When I met my wife, she wasn’t my wife. She was an 18 year-old college freshman who had aspirations of being a doctor. We had a public speaking class together, and the alphabetical seating chart gods smiled down on us as I had the opportunity to sit behind her for the entire semester. As an added bonus, we ended up assigned to the same final project group. And we did the bulk of the work to make sure our group Aced the project. That’s a lot of quality time.
We enjoyed our assigned time together so much that we started spending time together voluntarily. Studying together, going on walks, going on dates. Generally doing the things that young people do when they fall in love.
That young lady never lost track of her goal to be a doctor. She worked hard all throughout college. Really hard. Three years into her college career, I would marry this would-be doctor. Not because she was going to be a doctor. Because she was amazing. The most gracious, hardworking and loving person I would ever meet. A beautiful person of high character and strong moral fortitude.
All of those characteristics would serve her well when she moved to Kansas City where she entered Medical School. That was where the task really started to seem impossible. The woman who had never known anything other than A’s started to struggle in classes. The chief goal of med school seems to be to break the will of every single student, consequences be damned. It’s no wonder so many doctors are jerks.
But my wife made it. She handled the wringer with grace and dignity. She kept the faith and she kept pursuing her goals. And all the while she was supportive of my callings and my vocational journey.
After four hard years, medical school was over, though there would be no rest for the weary. Before this highly educated woman could hang her shingle and practice the medicine, she would have to go through residency. It was like medical school, only worse.

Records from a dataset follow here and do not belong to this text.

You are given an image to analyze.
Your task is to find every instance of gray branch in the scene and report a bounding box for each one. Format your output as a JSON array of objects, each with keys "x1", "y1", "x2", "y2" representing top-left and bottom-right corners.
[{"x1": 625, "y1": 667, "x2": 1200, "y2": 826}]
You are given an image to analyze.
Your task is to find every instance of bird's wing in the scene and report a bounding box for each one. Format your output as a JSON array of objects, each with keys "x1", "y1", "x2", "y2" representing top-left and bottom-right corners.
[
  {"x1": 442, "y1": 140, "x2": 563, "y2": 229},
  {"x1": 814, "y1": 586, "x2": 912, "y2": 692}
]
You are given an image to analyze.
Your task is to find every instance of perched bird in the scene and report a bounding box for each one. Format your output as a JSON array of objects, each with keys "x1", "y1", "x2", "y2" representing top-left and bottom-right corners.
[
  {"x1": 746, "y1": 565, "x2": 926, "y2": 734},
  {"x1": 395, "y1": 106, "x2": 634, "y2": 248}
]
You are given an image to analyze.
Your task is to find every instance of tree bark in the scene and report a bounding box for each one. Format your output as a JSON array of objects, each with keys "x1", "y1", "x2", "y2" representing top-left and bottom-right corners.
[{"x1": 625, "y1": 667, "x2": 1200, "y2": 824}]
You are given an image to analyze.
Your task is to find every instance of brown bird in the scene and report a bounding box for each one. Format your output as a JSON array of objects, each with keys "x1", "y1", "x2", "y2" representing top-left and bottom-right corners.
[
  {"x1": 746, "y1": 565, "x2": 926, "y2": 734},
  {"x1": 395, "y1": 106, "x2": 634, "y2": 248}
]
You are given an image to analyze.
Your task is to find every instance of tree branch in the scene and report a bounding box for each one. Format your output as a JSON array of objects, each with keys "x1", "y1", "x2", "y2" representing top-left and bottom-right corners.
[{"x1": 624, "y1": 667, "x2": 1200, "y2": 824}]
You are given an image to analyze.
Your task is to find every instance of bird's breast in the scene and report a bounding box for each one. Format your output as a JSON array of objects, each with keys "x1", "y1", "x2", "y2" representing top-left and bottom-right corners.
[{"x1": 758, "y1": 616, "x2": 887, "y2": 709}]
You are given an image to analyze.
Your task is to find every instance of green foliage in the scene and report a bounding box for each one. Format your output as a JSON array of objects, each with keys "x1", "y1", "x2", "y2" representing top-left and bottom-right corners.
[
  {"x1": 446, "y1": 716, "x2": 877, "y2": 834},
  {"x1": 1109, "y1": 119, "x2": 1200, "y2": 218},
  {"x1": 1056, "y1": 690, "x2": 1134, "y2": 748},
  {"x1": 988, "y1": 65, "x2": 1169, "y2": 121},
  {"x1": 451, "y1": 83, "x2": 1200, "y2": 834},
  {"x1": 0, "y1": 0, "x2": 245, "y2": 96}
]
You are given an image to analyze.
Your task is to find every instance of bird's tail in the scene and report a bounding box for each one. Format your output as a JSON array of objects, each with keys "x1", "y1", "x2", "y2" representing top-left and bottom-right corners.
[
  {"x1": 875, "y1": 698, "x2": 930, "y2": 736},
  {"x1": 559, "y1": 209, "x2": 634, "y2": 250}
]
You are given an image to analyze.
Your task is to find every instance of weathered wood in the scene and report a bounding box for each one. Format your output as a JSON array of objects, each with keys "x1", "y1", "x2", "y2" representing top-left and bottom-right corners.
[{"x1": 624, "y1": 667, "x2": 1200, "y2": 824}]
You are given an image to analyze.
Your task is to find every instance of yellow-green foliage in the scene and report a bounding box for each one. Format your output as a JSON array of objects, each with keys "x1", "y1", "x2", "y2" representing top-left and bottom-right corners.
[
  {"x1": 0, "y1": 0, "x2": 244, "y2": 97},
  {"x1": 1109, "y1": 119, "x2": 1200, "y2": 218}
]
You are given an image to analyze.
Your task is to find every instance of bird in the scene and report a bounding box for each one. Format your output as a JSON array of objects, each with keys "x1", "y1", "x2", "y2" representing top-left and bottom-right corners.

Instead of trying to make her feel dumb, the chief end was to break her will to live by introducing torturous levels of exhaustion. 80, 90, 100 hour work weeks exhausted. Add in the two kids we brought into our family during that time period, and you’re looking at a woman trying to set a record for the least hours of sleep recorded over a thirty six month period.
But tomorrow it all ends. In reality, it’s been winding down all week. She delivered her last OB patient of residency Monday night. She turned her pager in on Sunday. She’s done with clinics and rotations and only has a two day conference left. And it will all culminate tomorrow night when she stands on stage and graduates from residency.
For the first time in the 10.5 years I’ve known her and the almost 8 years we’ve been married, this woman will not be working toward her vocational goal. No more working to become a doctor. I’m finally saying goodbye to the woman who is striving to achieve her long-held goal, and finally saying hello to the woman who has achieved it.
And I couldn’t be more proud of her.